On Rotten Tomatoes it has 4 reviews, 3 negative, and 1 positive.

eFilmCritic.com's David Cornelius described it as "undoubtedly one of the cheapest, ugliest cartoon features ever produced", criticizing its CGI, graphics, and animation. He also criticized its plot, saying, "the script also rehashes every conceivable cliché in the kid flick book".

Vince Leo from Qwipster's Movie Reviews gave the movie 2 out of 5 stars, saying, "Shark Bait (aka The Reef in some markets) certainly is testing the limits.

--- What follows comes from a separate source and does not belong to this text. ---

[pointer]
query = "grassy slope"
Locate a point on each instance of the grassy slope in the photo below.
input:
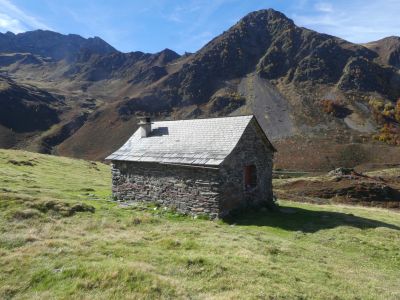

It's easily the worst CG-animated adventure to date (up to 2007), burdened with lame puns...". He criticized the animation, calling the character designs "lackluster" and the background "overly simplistic".

Louise Keller of Urban Cinefile gave the film a positive review, saying "The Reef" (the alternative title used in some regions) was a much better title than "Shark Bait" and that it was a "colourful and family friendly animated ocean tale".

Tracy Moore of Common Sense Media gave the film two stars out of five, saying that it was "an animated ocean tale has lots of scuffles and bullying."